54,919 – Amy Irani, Dir. Environmental Health
53,615 – Jeffrey Thorsby, Sr. Analyst for Board of Supervisors
41,477 – Katherine Elliot, County Counsel
What justified these exorbitant raises in 2020 when staff was working from home?
$139,826,681 (Total Salary & Benefits Budget for 2023-24)
÷ 874 (Total County Employees)
= $159,985 (Average County Salary & Benefits per person)
vs.
$41,079 (Nevada County per Capita Income)
$68,333 (Median Household Income)
Nevada County Salaries are Determined During Closed Sessions without Citizen Oversight
“Pursuant to Government Code section 54957.6, a closed session of the Board of Supervisors will be held for the purpose of reviewing its position and instructing its designated labor negotiations representatives regarding employee salaries, salary schedules, fringe benefits, and all other matters within the statutory scope of representation. The labor negotiations are with the Deputy Sheriff’s Association, Management Employees Association, Senior Executives and Elected Officials. The designated labor negotiation representatives for Nevada County are Caleb Dardick, Assistant County Executive Officer, Steven Rose, Human Resources Director, and Donna Williamson, Labor Attorney.”
Currently, there’s no citizen oversight of county expenditures.

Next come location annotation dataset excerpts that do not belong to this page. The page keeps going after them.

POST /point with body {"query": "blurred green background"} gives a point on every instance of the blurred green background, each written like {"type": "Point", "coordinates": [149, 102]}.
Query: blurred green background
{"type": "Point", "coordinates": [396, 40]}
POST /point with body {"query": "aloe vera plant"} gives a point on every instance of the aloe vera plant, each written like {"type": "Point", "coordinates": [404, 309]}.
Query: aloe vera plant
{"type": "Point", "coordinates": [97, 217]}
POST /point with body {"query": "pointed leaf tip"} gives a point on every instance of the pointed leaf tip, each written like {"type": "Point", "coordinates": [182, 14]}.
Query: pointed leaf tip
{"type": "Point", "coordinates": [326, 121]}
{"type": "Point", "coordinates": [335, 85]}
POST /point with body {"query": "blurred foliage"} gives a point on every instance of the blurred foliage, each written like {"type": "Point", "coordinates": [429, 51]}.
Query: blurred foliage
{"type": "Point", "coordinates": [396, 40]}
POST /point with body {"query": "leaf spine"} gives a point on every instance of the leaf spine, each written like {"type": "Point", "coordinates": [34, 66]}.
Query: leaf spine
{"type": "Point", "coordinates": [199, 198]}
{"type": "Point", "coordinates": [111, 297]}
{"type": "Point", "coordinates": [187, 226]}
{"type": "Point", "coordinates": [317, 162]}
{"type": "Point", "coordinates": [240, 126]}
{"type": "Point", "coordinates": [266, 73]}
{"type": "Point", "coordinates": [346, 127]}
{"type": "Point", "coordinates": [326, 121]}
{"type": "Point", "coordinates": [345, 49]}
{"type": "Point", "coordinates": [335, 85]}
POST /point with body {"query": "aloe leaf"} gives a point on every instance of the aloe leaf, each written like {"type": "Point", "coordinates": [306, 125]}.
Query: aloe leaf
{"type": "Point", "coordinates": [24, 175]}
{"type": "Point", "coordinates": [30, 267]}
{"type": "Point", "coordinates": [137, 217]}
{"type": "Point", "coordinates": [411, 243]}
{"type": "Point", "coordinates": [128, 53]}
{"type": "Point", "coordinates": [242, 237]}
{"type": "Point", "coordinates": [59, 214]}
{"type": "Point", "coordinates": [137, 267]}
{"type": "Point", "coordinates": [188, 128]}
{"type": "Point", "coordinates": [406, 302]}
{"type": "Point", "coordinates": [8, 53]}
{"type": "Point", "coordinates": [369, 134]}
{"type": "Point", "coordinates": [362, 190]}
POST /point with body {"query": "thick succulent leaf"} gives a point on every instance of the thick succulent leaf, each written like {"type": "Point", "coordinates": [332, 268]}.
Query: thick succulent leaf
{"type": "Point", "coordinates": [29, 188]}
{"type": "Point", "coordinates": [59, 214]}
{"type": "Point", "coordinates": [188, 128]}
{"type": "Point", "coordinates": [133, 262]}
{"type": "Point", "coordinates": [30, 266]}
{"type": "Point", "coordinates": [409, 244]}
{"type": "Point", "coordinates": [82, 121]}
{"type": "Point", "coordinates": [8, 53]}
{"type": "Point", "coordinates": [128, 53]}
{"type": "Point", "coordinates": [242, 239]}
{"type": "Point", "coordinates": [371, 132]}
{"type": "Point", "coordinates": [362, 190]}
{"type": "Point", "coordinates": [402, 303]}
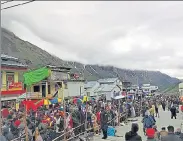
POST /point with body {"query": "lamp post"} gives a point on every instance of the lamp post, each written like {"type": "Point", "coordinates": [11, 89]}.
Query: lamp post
{"type": "Point", "coordinates": [0, 92]}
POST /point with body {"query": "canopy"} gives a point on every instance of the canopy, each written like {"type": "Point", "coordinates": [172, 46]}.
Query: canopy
{"type": "Point", "coordinates": [36, 76]}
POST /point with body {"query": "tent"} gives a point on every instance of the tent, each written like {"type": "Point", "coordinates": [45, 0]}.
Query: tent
{"type": "Point", "coordinates": [35, 76]}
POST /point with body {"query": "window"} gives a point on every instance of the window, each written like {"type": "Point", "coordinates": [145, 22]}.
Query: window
{"type": "Point", "coordinates": [49, 89]}
{"type": "Point", "coordinates": [66, 87]}
{"type": "Point", "coordinates": [9, 78]}
{"type": "Point", "coordinates": [36, 88]}
{"type": "Point", "coordinates": [88, 93]}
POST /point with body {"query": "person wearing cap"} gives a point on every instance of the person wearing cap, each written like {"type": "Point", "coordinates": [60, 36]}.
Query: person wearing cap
{"type": "Point", "coordinates": [179, 133]}
{"type": "Point", "coordinates": [163, 132]}
{"type": "Point", "coordinates": [171, 135]}
{"type": "Point", "coordinates": [157, 134]}
{"type": "Point", "coordinates": [150, 132]}
{"type": "Point", "coordinates": [133, 135]}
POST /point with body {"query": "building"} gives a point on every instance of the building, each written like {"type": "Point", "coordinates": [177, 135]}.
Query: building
{"type": "Point", "coordinates": [90, 88]}
{"type": "Point", "coordinates": [103, 87]}
{"type": "Point", "coordinates": [75, 88]}
{"type": "Point", "coordinates": [181, 89]}
{"type": "Point", "coordinates": [54, 85]}
{"type": "Point", "coordinates": [148, 88]}
{"type": "Point", "coordinates": [11, 74]}
{"type": "Point", "coordinates": [109, 91]}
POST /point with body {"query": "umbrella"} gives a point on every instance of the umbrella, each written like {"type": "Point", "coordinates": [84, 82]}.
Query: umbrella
{"type": "Point", "coordinates": [77, 100]}
{"type": "Point", "coordinates": [47, 102]}
{"type": "Point", "coordinates": [5, 112]}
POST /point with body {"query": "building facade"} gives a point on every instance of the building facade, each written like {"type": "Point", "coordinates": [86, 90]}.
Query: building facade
{"type": "Point", "coordinates": [74, 88]}
{"type": "Point", "coordinates": [181, 89]}
{"type": "Point", "coordinates": [148, 88]}
{"type": "Point", "coordinates": [11, 74]}
{"type": "Point", "coordinates": [103, 87]}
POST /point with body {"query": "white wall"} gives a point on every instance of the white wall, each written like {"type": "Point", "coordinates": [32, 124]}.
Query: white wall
{"type": "Point", "coordinates": [74, 88]}
{"type": "Point", "coordinates": [91, 91]}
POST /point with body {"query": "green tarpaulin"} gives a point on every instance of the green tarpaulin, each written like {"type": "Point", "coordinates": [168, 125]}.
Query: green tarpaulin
{"type": "Point", "coordinates": [36, 76]}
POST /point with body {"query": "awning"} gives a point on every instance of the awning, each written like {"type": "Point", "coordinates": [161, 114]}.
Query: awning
{"type": "Point", "coordinates": [23, 96]}
{"type": "Point", "coordinates": [8, 98]}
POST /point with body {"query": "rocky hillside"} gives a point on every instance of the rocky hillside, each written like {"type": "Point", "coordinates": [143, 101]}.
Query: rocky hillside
{"type": "Point", "coordinates": [36, 57]}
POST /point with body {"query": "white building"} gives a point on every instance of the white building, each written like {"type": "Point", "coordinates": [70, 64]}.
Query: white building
{"type": "Point", "coordinates": [103, 87]}
{"type": "Point", "coordinates": [74, 88]}
{"type": "Point", "coordinates": [148, 88]}
{"type": "Point", "coordinates": [181, 89]}
{"type": "Point", "coordinates": [90, 88]}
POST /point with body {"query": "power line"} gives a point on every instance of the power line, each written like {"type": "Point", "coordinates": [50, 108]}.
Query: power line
{"type": "Point", "coordinates": [6, 2]}
{"type": "Point", "coordinates": [17, 5]}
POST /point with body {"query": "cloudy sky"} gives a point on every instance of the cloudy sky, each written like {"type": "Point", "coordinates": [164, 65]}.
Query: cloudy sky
{"type": "Point", "coordinates": [133, 35]}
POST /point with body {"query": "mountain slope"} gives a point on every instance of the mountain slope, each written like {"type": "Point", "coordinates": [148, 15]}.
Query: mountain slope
{"type": "Point", "coordinates": [36, 57]}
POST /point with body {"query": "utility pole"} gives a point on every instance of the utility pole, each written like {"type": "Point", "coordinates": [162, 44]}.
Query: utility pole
{"type": "Point", "coordinates": [0, 90]}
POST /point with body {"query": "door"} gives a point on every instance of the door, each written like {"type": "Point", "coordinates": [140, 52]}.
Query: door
{"type": "Point", "coordinates": [43, 90]}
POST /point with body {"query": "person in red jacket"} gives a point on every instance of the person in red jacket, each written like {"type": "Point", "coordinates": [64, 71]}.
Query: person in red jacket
{"type": "Point", "coordinates": [181, 108]}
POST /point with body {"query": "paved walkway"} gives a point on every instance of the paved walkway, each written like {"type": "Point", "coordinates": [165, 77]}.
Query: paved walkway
{"type": "Point", "coordinates": [163, 121]}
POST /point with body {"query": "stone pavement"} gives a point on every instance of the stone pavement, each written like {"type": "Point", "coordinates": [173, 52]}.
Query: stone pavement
{"type": "Point", "coordinates": [163, 121]}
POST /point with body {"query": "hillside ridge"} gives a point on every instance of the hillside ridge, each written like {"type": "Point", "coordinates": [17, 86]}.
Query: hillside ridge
{"type": "Point", "coordinates": [35, 57]}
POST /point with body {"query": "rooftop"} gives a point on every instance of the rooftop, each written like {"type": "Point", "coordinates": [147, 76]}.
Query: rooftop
{"type": "Point", "coordinates": [105, 88]}
{"type": "Point", "coordinates": [107, 80]}
{"type": "Point", "coordinates": [11, 61]}
{"type": "Point", "coordinates": [3, 56]}
{"type": "Point", "coordinates": [90, 84]}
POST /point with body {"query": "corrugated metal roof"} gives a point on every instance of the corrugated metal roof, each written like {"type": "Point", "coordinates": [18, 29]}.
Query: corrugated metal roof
{"type": "Point", "coordinates": [107, 80]}
{"type": "Point", "coordinates": [8, 57]}
{"type": "Point", "coordinates": [90, 84]}
{"type": "Point", "coordinates": [12, 63]}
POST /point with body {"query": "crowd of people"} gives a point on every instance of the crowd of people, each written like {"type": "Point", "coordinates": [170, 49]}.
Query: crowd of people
{"type": "Point", "coordinates": [47, 122]}
{"type": "Point", "coordinates": [54, 123]}
{"type": "Point", "coordinates": [149, 112]}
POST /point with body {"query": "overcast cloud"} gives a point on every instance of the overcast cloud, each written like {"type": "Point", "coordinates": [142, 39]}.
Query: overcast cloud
{"type": "Point", "coordinates": [133, 35]}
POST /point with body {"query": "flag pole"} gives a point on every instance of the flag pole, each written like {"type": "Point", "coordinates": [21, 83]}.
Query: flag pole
{"type": "Point", "coordinates": [25, 119]}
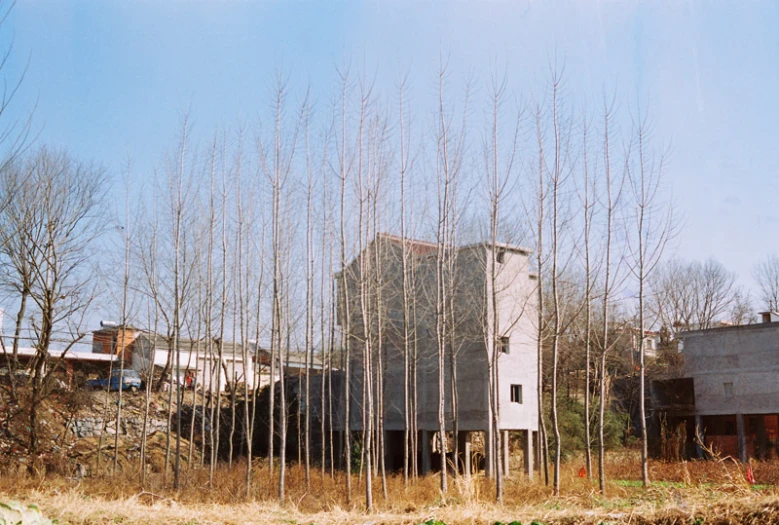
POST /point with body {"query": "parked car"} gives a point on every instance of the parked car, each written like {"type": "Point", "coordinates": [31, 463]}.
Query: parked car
{"type": "Point", "coordinates": [129, 378]}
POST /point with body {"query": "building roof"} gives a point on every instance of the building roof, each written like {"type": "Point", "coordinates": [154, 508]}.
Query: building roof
{"type": "Point", "coordinates": [69, 355]}
{"type": "Point", "coordinates": [726, 328]}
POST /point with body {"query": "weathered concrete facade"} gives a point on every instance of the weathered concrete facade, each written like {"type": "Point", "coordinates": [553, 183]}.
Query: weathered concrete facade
{"type": "Point", "coordinates": [469, 349]}
{"type": "Point", "coordinates": [735, 378]}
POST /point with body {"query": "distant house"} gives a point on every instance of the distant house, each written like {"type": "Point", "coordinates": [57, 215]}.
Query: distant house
{"type": "Point", "coordinates": [472, 345]}
{"type": "Point", "coordinates": [201, 363]}
{"type": "Point", "coordinates": [728, 395]}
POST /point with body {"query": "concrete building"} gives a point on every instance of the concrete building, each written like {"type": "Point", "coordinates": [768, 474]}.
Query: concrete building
{"type": "Point", "coordinates": [468, 352]}
{"type": "Point", "coordinates": [728, 395]}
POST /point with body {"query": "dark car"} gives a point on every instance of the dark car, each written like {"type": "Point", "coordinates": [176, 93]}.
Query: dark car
{"type": "Point", "coordinates": [129, 378]}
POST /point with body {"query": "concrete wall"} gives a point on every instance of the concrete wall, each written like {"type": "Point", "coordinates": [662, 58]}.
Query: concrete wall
{"type": "Point", "coordinates": [745, 356]}
{"type": "Point", "coordinates": [471, 347]}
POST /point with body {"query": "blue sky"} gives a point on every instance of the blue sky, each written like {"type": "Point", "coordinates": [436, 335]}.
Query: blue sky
{"type": "Point", "coordinates": [111, 79]}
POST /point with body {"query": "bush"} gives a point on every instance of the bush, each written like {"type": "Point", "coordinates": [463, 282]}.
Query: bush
{"type": "Point", "coordinates": [570, 415]}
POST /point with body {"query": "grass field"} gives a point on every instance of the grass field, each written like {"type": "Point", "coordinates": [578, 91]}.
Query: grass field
{"type": "Point", "coordinates": [682, 493]}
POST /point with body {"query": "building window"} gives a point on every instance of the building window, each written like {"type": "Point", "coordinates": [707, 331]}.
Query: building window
{"type": "Point", "coordinates": [516, 394]}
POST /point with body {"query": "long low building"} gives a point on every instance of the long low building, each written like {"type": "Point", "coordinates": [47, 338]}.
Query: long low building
{"type": "Point", "coordinates": [727, 399]}
{"type": "Point", "coordinates": [201, 363]}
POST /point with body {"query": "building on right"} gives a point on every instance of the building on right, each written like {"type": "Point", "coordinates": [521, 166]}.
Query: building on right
{"type": "Point", "coordinates": [727, 400]}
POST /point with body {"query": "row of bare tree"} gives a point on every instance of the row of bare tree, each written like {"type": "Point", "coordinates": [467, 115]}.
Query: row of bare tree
{"type": "Point", "coordinates": [238, 238]}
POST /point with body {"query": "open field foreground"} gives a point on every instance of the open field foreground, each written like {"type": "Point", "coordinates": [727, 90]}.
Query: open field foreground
{"type": "Point", "coordinates": [691, 493]}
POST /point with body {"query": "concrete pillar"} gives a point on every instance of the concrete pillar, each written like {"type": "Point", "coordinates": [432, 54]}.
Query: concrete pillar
{"type": "Point", "coordinates": [742, 438]}
{"type": "Point", "coordinates": [424, 467]}
{"type": "Point", "coordinates": [489, 457]}
{"type": "Point", "coordinates": [698, 436]}
{"type": "Point", "coordinates": [506, 452]}
{"type": "Point", "coordinates": [464, 444]}
{"type": "Point", "coordinates": [527, 452]}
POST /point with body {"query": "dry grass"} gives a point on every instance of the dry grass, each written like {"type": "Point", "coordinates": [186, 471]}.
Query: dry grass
{"type": "Point", "coordinates": [683, 493]}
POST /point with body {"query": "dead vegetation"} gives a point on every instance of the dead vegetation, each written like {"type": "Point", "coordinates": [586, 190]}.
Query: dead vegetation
{"type": "Point", "coordinates": [687, 492]}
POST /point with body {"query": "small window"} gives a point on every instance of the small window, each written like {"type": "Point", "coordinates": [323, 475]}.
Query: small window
{"type": "Point", "coordinates": [516, 394]}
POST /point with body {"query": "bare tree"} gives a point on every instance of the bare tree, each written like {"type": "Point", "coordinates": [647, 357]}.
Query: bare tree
{"type": "Point", "coordinates": [692, 295]}
{"type": "Point", "coordinates": [766, 274]}
{"type": "Point", "coordinates": [55, 218]}
{"type": "Point", "coordinates": [652, 224]}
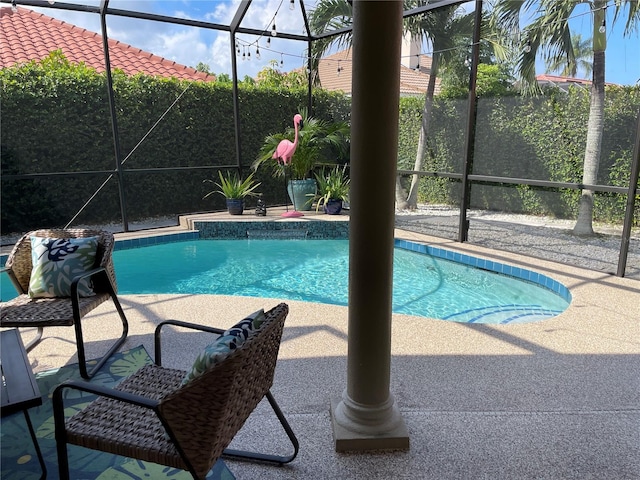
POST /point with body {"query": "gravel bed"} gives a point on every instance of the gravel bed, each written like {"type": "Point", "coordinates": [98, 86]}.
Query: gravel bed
{"type": "Point", "coordinates": [539, 237]}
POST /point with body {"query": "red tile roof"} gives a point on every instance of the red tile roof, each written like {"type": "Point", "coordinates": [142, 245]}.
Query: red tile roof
{"type": "Point", "coordinates": [27, 35]}
{"type": "Point", "coordinates": [412, 82]}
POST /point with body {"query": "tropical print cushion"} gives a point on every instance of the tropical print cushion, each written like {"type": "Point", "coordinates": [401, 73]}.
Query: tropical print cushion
{"type": "Point", "coordinates": [225, 344]}
{"type": "Point", "coordinates": [57, 261]}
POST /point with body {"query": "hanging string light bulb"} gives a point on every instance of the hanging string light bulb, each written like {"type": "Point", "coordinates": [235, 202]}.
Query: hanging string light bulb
{"type": "Point", "coordinates": [603, 27]}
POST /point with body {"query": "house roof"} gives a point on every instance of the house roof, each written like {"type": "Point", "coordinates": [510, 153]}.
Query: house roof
{"type": "Point", "coordinates": [28, 35]}
{"type": "Point", "coordinates": [335, 74]}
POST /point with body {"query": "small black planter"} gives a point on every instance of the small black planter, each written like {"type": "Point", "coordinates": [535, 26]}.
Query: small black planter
{"type": "Point", "coordinates": [333, 206]}
{"type": "Point", "coordinates": [235, 206]}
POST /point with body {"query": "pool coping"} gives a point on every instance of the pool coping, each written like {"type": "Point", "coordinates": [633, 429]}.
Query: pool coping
{"type": "Point", "coordinates": [206, 229]}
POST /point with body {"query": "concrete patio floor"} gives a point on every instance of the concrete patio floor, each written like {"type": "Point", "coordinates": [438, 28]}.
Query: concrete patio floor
{"type": "Point", "coordinates": [556, 399]}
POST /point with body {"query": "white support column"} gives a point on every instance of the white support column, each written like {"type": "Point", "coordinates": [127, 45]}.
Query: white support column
{"type": "Point", "coordinates": [367, 417]}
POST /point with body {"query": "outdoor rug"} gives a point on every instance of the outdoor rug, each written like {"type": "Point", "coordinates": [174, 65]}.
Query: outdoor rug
{"type": "Point", "coordinates": [19, 459]}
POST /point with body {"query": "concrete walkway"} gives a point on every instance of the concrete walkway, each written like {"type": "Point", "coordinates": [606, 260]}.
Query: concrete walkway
{"type": "Point", "coordinates": [557, 399]}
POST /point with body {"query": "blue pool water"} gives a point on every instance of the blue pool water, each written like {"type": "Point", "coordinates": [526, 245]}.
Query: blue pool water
{"type": "Point", "coordinates": [317, 271]}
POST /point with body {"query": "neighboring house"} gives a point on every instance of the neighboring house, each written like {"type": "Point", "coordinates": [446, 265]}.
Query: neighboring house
{"type": "Point", "coordinates": [563, 83]}
{"type": "Point", "coordinates": [28, 35]}
{"type": "Point", "coordinates": [335, 71]}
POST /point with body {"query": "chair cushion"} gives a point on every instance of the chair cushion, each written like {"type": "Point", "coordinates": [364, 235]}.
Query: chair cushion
{"type": "Point", "coordinates": [57, 261]}
{"type": "Point", "coordinates": [225, 344]}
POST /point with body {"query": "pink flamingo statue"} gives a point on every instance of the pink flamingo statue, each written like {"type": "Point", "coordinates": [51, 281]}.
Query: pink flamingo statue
{"type": "Point", "coordinates": [283, 154]}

Ordinary citizens are not allowed to attend the yearly budget sessions. Neither are citizens privy to negotiations in how salaries and pay raises are decided. Consequently, there’s no transparency in budget decision-making.
Citizens Expect Transparent Fiscal Responsibility from its Government
Taxpayers expect fiscal responsibility from our Board of Supervisors and CEO. This may require revising salary and benefits policy and keeping a lid on raises. Does the Board have a fiduciary responsibility to the taxpayer to make sure sufficient funds are there to cover core services?
Somehow it just doesn’t seem right that our CEO and Senior Staff have higher salaries than the Governor of California, or other state officials. There has to be a concerted effort by the Board of Supervisors to bring salaries and benefits expenses under control. Leaving pay raises solely to the discretion of the CEO is irresponsible at best.
Solutions
Quantitative easing of salaries and benefits bringing them down to 35% of gross revenue. Perhaps salaries and benefits should be 35% of yearly revenue, instead of 40%. Even a five percent reduction in salary expenses would yield an additional $6,991,334 in funds for core services. A citizen’s task force should be formed to review the yearly budget and address whether salaries and benefits are impinging on funds for providing core services.
Also, when voting for a new supervisor in the upcoming election, make sure they won’t vote for more salary increases. Check the voting record of the incumbent.